Stravinsky en boîte
Igor Stravinsky Edition. Oeuvres et interprètes divers. Livret en anglais, allemand et français. 23 CD Warner. 0190295 140939
Pour marquer les 50 ans de la disparition de Stravinsky, Warner propose une édition dédiée aux œuvres du grand musicien. Tout d’abord, il faut préciser que ce beau coffret n’est pas une intégrale comme les box Debussy, Berlioz et Ravel.
Nous sommes ici face à une très large sélection des partitions du musicien. C’est essentiellement du côté des œuvres chorales et vocales que les manques se font ressentir : la Messe, le Canticum Sacrum, la Cantate… de ballets peu connus comme Scènes de ballet ou Orpheus ou certaines pièces certes assez mineures comme la Symphonie de jeunesse en mi bémol.
Si le présent coffret est le fruit d’une recherche dans tous les catalogues de Warner -EMI, Erato, Virgin ou Finlandia- la firme n’est pas la plus stravinskienne dans l’imaginaire des mélomanes. CBS/Sony, avec les gravures du compositeur, celles de Boulez et Salonen, ou Universal avec les enregistrements Decca, Mercury ou DGG d’Ansermet, Dorati et les remakes Boulez imposent leur patrimoine musical aux sommets.
Mais ce coffret permet de remettre sur le marché des gravures indisponibles depuis des années ! On est ainsi heureux de retrouver les Noces en français menées par le jeune Charles Dutoit au pupitre de forces chorales, instrumentales et pianistiques d'où on relève les noms de Martha Argerich et Nelson Freire, ou le délicat Baiser de la Fée par le grand chef belge André Vandernoot au pupitre du Philharmonia. Du côté des enregistrements historiques, le compositeur est à la baguette de ses grandes oeuvres captées avant la seconde guerre mondiale avec les meilleurs orchestres dont rien moins que le BBC Symphony (Symphonie de psaumes), les Berliner Philharmoniker (Jeux de Cartes) ou l’Orchestre des Concerts Straram, formation d’élite parisienne de l’entre-deux-guerres dans le Sacre du printemps. Les quatre disques d’interprétations historiques sont des merveilles à thésauriser !
Pour le reste, ce type de coffret reprend du très, très bon : Perséphone et le Rake’s Progress avec Kent Nagano ; les concertos et les oeuvres pour piano avec Michel Béroff et le jeune Seiji Ozawa ; l’Histoire du Soldat et Renard sous la baguette de Charles Dutoit ; le Chant du Rossignol et Pulcinella dirigés par Pierre Boulez ; les Symphonies par Simon Rattle et les Berlinois ; le Sacre du printemps de Mariss Jansons à Oslo ou les oeuvres pour quatuor par les Alban Berg. Il y a aussi du moins bon : un Oedipus Rex bien vulgaire de Franz Welser-Möst malgré une solide distribution et un excellent Lambert Wilson en récitant ou les intégrales uniformes et lisses de l’Oiseau de feu (intégrale du ballet) et de Petrouchka (version 1911) par Inbal à Londres ou un Menuhin à contre-emploi dans le Concerto en ré plus tourné vers Bach que Stravinsky.
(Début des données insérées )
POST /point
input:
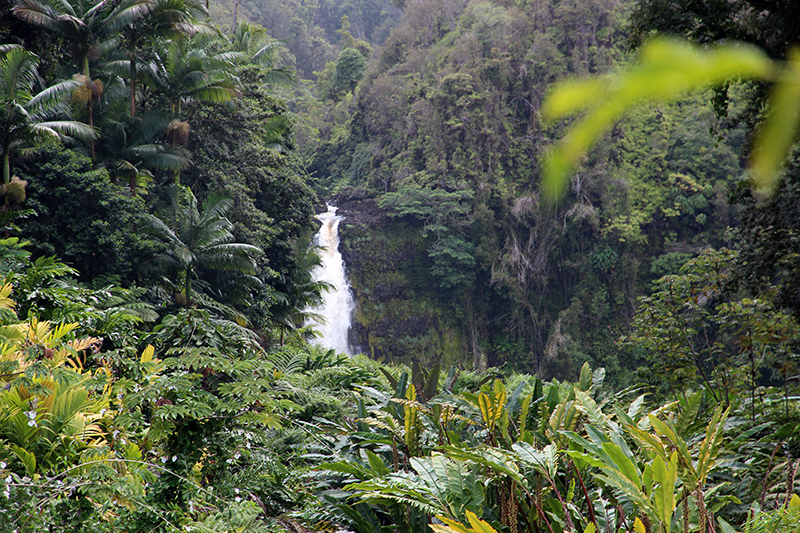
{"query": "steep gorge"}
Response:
(451, 252)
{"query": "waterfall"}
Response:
(337, 306)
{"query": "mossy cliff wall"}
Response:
(398, 317)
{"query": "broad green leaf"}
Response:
(665, 475)
(667, 69)
(376, 463)
(794, 502)
(627, 467)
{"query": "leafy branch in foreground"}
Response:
(666, 70)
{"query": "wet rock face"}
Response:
(397, 315)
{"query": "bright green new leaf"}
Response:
(667, 69)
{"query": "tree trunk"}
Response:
(133, 82)
(6, 165)
(188, 287)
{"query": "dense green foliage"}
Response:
(160, 379)
(444, 133)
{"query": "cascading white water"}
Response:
(337, 306)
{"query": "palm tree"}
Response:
(201, 238)
(130, 148)
(85, 25)
(27, 119)
(183, 72)
(171, 19)
(252, 44)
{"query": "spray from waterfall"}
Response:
(337, 306)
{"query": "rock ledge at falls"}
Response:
(398, 317)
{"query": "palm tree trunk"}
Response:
(188, 285)
(89, 103)
(6, 166)
(133, 88)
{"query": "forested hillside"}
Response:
(443, 134)
(621, 359)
Un autre intérêt de cette boîte est de nous rappeler certaines gravures bien oubliées mais attachantes : une suite 1919 de l’Oiseau de feu et Petrouchka (version 1947) par le bobybuildé Philadelphia Orchestra dirigé par le démonstratif Riccardo Muti, Jeux de Cartes par James Conlon à Rotterdam, Agon par le Melbourne Symphony Orchestra et Hiroyuki Iwaki, Jukka Pekka Saraste et l’Orchestre de chambre d'Écosse dans Dumbarton Oaks ou les Danses concertantes par le Los Angeles Chamber Orchestra et Sir Neville Marriner.
Deux disques sont dédiés aux transcriptions, on retrouve la phénoménale version pour 4 mains du Sacre du printemps enregistrée par le seul Fazil Say ! Miracle de la technique !
Dès lors, ce beau coffret est également un bel objet avec ces pochettes soignées qui reprennent des oeuvres de Kandinsky. On aime par contre bien moins le livret en mode service minimum.
Les collectionneurs seront sans doute ravis par cette boîte, ceux qui cherchent une intégrale complète continueront à chercher la somme CBS par le compositeur en personne ou le coffret DGG.